Survey Reveals Progress Tracking as Top Challenge
The survey, which gathered responses from 446 clinicians across mental health and primary care specialties, identified patient progress tracking as the single largest barrier to successfully implementing outcome-based payment models. Remarkably, 36% of surveyed clinicians cited progress tracking as their primary challenge—more than double the 15.5% who identified insurance issues as their main concern.
This shift in priorities represents a fundamental change in the healthcare landscape. While insurance complications have traditionally dominated clinician concerns, the emergence of value-based care has introduced new layers of administrative complexity that many providers are ill-equipped to handle. The data suggests that as payment models evolve to reward outcomes rather than volume, the tools and systems supporting clinicians have failed to keep pace with these demands.

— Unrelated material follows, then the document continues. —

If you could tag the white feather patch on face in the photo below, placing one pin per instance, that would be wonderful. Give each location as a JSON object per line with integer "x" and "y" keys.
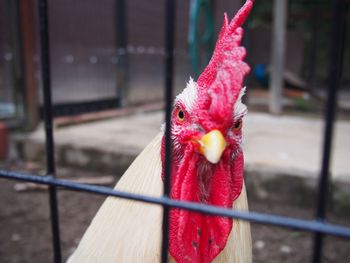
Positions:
{"x": 188, "y": 96}
{"x": 240, "y": 109}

Clinicians Drowning in Administrative Tasks
“Clinicians are spending countless hours on administrative tasks when they should be tracking the impact of their delivery and care on patients,” explained Gal Steinberg, founder and CEO of Twofold Health, in a news release obtained by The American Journal of Managed Care® (AJMC®). “The fact that they are drowning in paperwork and don’t have the tools or time to measure how their clients and patients are progressing is alarming.”
Steinberg emphasized the urgent need for industry-wide collaboration: “Our industry needs to join forces to better equip practitioners with the tools and resources to evaluate and document the care they provide.” This call to action reflects growing recognition that individual practices cannot solve systemic infrastructure problems alone.
Medium-Sized Practices Face Acute Strain
The survey revealed that progress tracking, client acquisition, and insurance issues collectively accounted for 72% of all clinician-reported challenges across various practice types and sizes. However, medium-sized practices—defined as those with 10 to 49 clinicians—experienced the burden most intensely.
Nearly half of respondents from medium-sized practices identified progress tracking as their primary operational barrier. These practices also struggled with secondary concerns including client payment collection and the persistent problem of late cancellations or patient no-shows. This data suggests that medium-sized practices lack both the administrative resources of large health systems and the flexibility of solo practitioners, placing them in a particularly vulnerable position.
The administrative weight extends beyond broad outcome measures. Clinicians reported that routine tasks—such as assigning patient “homework” between sessions and monitoring compliance—create substantial additional workload. For providers in mental health and primary care, many of whom operate as solo practitioners, the accumulation of these small but required tasks profoundly affects both workload management and job satisfaction.
The Growing Documentation Burden
“The administrative burden has become so overwhelming that it’s actually preventing us from doing the core clinical work we’re trained for,” stated Vanessa Valles, a social worker and group practice owner at A New Start Counseling. “Progress tracking and documentation requirements take time away from direct patient care and therapeutic presence. When clinicians have tools that reduce that administrative load, we see improvements in staff retention and reduced burnout.”
Valles’ observations align with broader research findings. A nationally representative analysis published in AJMC examined 2019 and 2021 data from office-based physicians and found that those participating in accountable care organizations (ACOs) reported significantly higher documentation burdens than peers in other value-based payment models.
Value-Based Care Programs Increase Workload
The research revealed that participation in any value-based program was associated with a 10.5% greater probability of spending more than an hour per day on after-hours documentation compared to non-participants. However, ACO participation emerged as the primary driver of this increased burden, corresponding to approximately 18 additional minutes per day spent on paperwork.
Beyond time concerns, ACO participants also reported greater difficulty with documentation tasks and a higher likelihood of deeming their documentation time inappropriate or excessive. These findings illustrate a clear pattern: as value-based care programs expand their requirements and complexity, clinicians experience increasing strain—often without receiving adequate tools or support to manage the enhanced workload effectively.
Technology Solutions Needed for Independent Providers
Twofold Health emphasized that the survey data highlights an urgent need for greater investment in documentation support technologies, particularly for clinicians operating outside large health systems. The overwhelming representation of solo practitioners in the survey sample—comprising 61% of respondents—further underscores the scalability challenges that independent providers face when navigating evolving payment requirements and regulatory demands.
As the healthcare industry continues its transformation toward value-based care models, addressing the administrative burden on clinicians must become a priority. Without adequate technological support and streamlined documentation systems, the promise of improved patient outcomes through value-based care risks being undermined by clinician burnout, reduced practice sustainability, and ultimately, diminished quality of care.